My jeans, work gloves, and duck boots are lined with flannel, my watch cap weaved with wool. It’s Easter Sunday, but the clouds, dark and foreboding, make it feel more like Good Friday. Once out the door, I lower the watch cap over my ears and raise the hood on the sweatshirt. Crossing the yard, I open the door of a small shed beside the lean-to where rows of billets are neatly stacked. Inside, I grab a maul. On one side of the shed, in front of the lean-to, a mountain of split-wood towers over an old stump. On the other side are logs waiting to be split.
Standing a log on the chopping block, I stand, legs apart while swinging the six-pound maul. One half of the log falls to the ground while the other remains on the stump. Swinging the maul, I split the half into quarters. I grab the other half, once more swinging the maul. Bending forward, I chuck the billets to the top of the mountain and then repeat the process.
Two hours later, I’ve removed the sweatshirt. The watch cap is raised above my ears even though my daughter says wearing it this way makes me look like Papa Smurf. The wood I’ve been splitting is mostly white ash felled because of the damage caused by the emerald ash borer. The infestation has forced me to take down more trees than would be required to burn in a single winter. Ash are one of my favorite hardwoods. They split easily, burn well, and make good kindling. While culling one or two trees each winter, I’ve always made sure to leave many more standing. According to Norse and Celtic legends ash trees are sacred. The ancient Greeks believed wood nymphs, known as Meliae made the trees their home. I will miss these trees that have graced our woodlot and now follow the Meliae, who according to Greek mythology suffered the wrath of Zeus and were destroyed in the Great Deluge.
Although I’ve heard them calling from the lower field, phoebes have yet to return to the nest under the eaves of Trish’s potting shed where they’ve raised a number of families over the last few years. Blue jays and cardinals have remained throughout the winter while the first robins recently returned. A few weeks back, during three days of on-and-off icy rain, a pair of purple finches swung onto our back porch. They perched on pegs holding a rusted watering can and wicker creel, their breast feathers puffed out. After a number of minutes, first the rose-breasted male and then the brown-streaked female flew across the lawn and into the naked branches of a dogwood tree.
The following week, a pair of wrens began building a nest in the creel. For the better part of a morning, I tapped out an essay while watching them flitting back and forth with twigs and twine in their beaks. Sometime before lunch, they departed and have not returned. This morning, bluebirds checked out the wooden house nailed to a cedar post in our vegetable garden where the previous spring they raised three fledglings.
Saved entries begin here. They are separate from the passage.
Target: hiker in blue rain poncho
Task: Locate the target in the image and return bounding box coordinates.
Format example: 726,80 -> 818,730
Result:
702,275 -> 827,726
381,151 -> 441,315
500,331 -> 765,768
It was the bluebirds that got me off my ass and out to the woodpile while Trish cooks annual ham dinner with all the trimmings and before I pick up my mother-in-law .
The low hanging clouds fail to dampen the spirit of songbirds chattering in great numbers from the highest branches of two cedar trees standing like sentinels above the mountain of firewood. The radio is tuned to the NPR station out of Philadelphia. Chickadees and titmice add their voices to those of finches, nuthatches, and white-throated sparrows, forming a chorus behind Steve Earl as he sings about his Galway Girl, who it is said was not from Galway, but rather from Howth, east of Dublin.
Leaning the maul against the stump, I slump into a plastic chair, my legs stretched out, one boot on a log, the other tapping against the sawdust sprinkled across the soil until my Galway Girl calls from the door. It’s time to pick up her mother.